[Xenial][SRU][CVE-2018-20784][PATCH 1/1] sched/fair: Fix infinite loop in update_blocked_averages() by reverting a9e7f6544b9c

Connor Kuehl connor.kuehl at canonical.com
Fri Sep 27 18:54:50 UTC 2019

From: Linus Torvalds <torvalds at linux-foundation.org>


Zhipeng Xie, Xie XiuQi and Sargun Dhillon reported lockups in the
scheduler under high loads, starting at around the v4.18 time frame,
and Zhipeng Xie tracked it down to bugs in the rq->leaf_cfs_rq_list

Do a (manual) revert of:

  a9e7f6544b9c ("sched/fair: Fix O(nr_cgroups) in load balance path")

It turns out that the list_del_leaf_cfs_rq() introduced by this commit
is a surprising property that was not considered in followup commits
such as:

  9c2791f936ef ("sched/fair: Fix hierarchical order in rq->leaf_cfs_rq_list")

As Vincent Guittot explains:

 "I think that there is a bigger problem with commit a9e7f6544b9c and
  cfs_rq throttling:

  Let take the example of the following topology TG2 --> TG1 --> root:

   1) The 1st time a task is enqueued, we will add TG2 cfs_rq then TG1
      cfs_rq to leaf_cfs_rq_list and we are sure to do the whole branch in
      one path because it has never been used and can't be throttled so
      tmp_alone_branch will point to leaf_cfs_rq_list at the end.

   2) Then TG1 is throttled

   3) and we add TG3 as a new child of TG1.

   4) The 1st enqueue of a task on TG3 will add TG3 cfs_rq just before TG1
      cfs_rq and tmp_alone_branch will stay  on rq->leaf_cfs_rq_list.

  With commit a9e7f6544b9c, we can del a cfs_rq from rq->leaf_cfs_rq_list.
  So if the load of TG1 cfs_rq becomes NULL before step 2) above, TG1
  cfs_rq is removed from the list.
  Then at step 4), TG3 cfs_rq is added at the beginning of rq->leaf_cfs_rq_list
  but tmp_alone_branch still points to TG3 cfs_rq because its throttled
  parent can't be enqueued when the lock is released.
  tmp_alone_branch doesn't point to rq->leaf_cfs_rq_list whereas it should.

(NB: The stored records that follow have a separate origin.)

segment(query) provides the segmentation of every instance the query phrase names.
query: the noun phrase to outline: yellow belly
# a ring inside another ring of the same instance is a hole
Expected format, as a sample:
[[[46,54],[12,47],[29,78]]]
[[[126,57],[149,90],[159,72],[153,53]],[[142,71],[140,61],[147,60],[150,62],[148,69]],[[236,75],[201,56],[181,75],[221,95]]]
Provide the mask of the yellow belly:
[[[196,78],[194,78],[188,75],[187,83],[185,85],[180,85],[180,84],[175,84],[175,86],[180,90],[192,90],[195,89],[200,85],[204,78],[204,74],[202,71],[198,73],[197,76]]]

  So if TG3 cfs_rq is removed or destroyed before tmp_alone_branch
  points on another TG cfs_rq, the next TG cfs_rq that will be added,
  will be linked outside rq->leaf_cfs_rq_list - which is bad.

  In addition, we can break the ordering of the cfs_rq in
  rq->leaf_cfs_rq_list but this ordering is used to update and
  propagate the update from leaf down to root."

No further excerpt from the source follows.